The Republican majority on Loudoun County's Board of Supervisors yesterday rejected a request to vote on whether growth restrictions thrown out by Virginia's Supreme Court on a technicality should be reenacted.
Supervisor Bruce E. Tulloch (R-Potomac) said he decided against scheduling a vote after discussing the matter, one-on-one, with his five GOP colleagues and after considering the opinions of "legal observers familiar with the case."
It was a lesson in political arithmetic for the 15,583 voters countywide who elected Scott K. York (I) chairman of Loudoun's Board of Supervisors in November 2003. Tulloch won his district election with 2,443 votes. But six was the number that mattered yesterday.
York and Supervisors James Burton (I-Blue Ridge) and Sarah R. Kurtz (D-Catoctin) had asked Tulloch to schedule a vote next week on whether to take action to restore the slow-growth regulations. That would involve readvertising the regulations to correct the public notice cited by the court in tossing them out, holding a public hearing and voting on their adoption.
Although York was elected chairman, the six Republicans have voted to strip him of his power to set the agenda for board meetings. They granted that power to Tulloch, who yesterday chastised York for publicly rebuking the court for its ruling. In recent days, York had called the court's reasoning "bogus," "asinine" and embarrassing.
In a letter to York and his two allies, Tulloch warned that legal wrangling "might bring the County back to Virginia's highest court. While I know you do not agree with this Supreme Court ruling, I would ask, because of your role as County Chairman, that there be some restraint in future comments."
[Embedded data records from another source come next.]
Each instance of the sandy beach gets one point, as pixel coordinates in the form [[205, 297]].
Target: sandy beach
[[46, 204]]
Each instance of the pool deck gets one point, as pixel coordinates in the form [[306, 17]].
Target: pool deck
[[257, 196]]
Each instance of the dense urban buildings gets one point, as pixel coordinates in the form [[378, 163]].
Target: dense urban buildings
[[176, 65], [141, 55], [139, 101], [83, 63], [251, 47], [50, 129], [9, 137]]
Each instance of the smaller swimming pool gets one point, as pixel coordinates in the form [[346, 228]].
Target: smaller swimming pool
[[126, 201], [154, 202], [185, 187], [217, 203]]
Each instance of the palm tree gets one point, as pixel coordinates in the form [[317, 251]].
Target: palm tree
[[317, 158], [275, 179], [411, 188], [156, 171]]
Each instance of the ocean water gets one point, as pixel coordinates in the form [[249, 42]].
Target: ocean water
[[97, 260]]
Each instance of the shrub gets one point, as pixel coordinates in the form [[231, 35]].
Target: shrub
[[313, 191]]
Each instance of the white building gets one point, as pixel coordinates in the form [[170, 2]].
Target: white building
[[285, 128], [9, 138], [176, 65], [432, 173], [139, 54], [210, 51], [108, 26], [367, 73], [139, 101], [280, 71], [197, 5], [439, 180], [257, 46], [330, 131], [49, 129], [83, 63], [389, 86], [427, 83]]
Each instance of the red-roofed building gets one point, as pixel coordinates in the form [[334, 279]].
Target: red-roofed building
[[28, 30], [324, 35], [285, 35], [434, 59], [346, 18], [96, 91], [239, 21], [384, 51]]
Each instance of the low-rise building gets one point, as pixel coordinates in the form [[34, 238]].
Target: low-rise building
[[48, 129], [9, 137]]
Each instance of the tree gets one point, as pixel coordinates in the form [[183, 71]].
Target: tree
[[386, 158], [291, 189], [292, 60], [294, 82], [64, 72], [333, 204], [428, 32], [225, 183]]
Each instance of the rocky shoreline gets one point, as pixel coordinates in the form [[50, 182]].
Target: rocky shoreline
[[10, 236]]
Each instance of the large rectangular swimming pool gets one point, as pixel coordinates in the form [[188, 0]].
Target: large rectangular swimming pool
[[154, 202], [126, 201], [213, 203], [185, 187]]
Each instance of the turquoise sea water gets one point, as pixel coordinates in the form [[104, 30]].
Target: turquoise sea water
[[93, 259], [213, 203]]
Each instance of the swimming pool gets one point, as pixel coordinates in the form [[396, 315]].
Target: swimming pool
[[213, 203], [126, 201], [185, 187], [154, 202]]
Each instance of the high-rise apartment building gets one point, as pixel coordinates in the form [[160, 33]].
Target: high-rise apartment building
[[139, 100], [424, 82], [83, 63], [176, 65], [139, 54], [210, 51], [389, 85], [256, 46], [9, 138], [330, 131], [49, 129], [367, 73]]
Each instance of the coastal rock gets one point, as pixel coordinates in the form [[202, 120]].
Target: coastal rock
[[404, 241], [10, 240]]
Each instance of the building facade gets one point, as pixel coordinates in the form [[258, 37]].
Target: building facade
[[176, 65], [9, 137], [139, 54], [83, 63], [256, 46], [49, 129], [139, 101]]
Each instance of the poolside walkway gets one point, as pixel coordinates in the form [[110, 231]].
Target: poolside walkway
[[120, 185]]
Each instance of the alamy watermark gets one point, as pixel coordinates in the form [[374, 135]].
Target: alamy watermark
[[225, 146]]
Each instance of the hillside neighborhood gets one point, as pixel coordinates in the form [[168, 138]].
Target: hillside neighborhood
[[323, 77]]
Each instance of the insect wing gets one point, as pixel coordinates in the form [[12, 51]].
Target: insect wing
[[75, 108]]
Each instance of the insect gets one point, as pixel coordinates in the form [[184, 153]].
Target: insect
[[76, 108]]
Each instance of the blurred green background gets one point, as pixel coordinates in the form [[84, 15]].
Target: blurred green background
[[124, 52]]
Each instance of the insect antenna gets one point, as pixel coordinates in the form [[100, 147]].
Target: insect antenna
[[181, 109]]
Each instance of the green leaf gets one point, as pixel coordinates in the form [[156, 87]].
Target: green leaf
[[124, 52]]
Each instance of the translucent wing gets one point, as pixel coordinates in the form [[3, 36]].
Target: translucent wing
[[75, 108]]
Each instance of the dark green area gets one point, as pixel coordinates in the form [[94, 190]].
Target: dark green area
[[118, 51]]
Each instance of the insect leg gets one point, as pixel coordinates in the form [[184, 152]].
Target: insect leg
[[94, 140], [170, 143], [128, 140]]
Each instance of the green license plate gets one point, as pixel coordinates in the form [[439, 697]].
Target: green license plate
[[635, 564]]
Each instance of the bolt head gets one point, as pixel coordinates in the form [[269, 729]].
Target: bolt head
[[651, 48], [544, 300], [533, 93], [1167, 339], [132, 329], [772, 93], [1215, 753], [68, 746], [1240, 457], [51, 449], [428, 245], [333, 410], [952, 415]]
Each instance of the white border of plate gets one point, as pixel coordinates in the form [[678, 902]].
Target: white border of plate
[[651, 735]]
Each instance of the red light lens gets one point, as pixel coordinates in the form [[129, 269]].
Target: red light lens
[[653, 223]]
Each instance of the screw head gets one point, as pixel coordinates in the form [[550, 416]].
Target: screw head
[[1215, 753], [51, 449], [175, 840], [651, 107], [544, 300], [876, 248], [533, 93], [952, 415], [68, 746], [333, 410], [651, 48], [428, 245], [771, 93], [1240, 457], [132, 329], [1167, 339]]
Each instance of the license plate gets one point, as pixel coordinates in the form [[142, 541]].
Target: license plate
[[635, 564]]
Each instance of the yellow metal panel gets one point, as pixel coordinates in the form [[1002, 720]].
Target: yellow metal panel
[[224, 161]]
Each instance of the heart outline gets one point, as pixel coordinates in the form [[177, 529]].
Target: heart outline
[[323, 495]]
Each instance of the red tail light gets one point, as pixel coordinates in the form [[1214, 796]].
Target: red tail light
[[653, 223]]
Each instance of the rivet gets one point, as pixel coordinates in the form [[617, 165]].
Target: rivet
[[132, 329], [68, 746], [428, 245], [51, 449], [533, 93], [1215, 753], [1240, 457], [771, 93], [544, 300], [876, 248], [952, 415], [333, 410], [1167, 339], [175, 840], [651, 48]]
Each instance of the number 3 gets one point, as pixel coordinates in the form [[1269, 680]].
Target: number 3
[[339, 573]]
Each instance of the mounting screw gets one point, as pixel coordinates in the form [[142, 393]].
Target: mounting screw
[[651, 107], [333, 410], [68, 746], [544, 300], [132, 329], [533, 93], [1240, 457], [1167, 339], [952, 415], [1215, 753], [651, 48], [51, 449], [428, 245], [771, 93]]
York, first elected chairman as a Republican in 1999, responded in a letter saying Tulloch's failure to schedule the vote was "an egregious betrayal of the public trust and lends to the cynicism that the public interests are being subverted by the special interests."
He added, "It is shameful with one of the most pressing issues facing our County that you have chosen to deny" a vote.
Burton urged his colleagues to reinstate the overturned rules soon. When the county reverts to zoning that allows one house per three acres -- instead of 10 or 20 acres per home required under the overturned 2003 rules -- there could well be a land rush as property owners subdivide large parcels to allow more homes, he said.
But Tulloch said that he and his GOP colleagues have found no "clear consensus" among legal observers -- whom he did not identify -- on the short- and long-term implications of the ruling and that the board needs time for "careful consideration" and debate. "Political grandstanding is dangerous ground and will be an impediment to finding successful solutions," Tulloch said.
Mick Staton Jr. (R-Sugarland Run) said it would be a mistake to restore the overturned rules and called for new countywide discussions to come up with new ones.
In closed session, Staton has suggested a range of five to 20 acres per home. Supervisor Stephen J. Snow (R-Dulles) has suggested that one home per five or seven acres might be acceptable.
"Simply reenacting to what we have now is to tee up the same lawsuits," Staton said.
Kurtz said that she did not object to gathering information on the issue but that she and her colleagues had spent years doing so.
"What he's pushing is not supporting the three years of planning that went on, and that somehow, if we open the whole thing back up again, there's going to be a wonderful consensus," Kurtz said. "Does he not realize we had three years of differing viewpoints? Does he not realize how difficult that was?"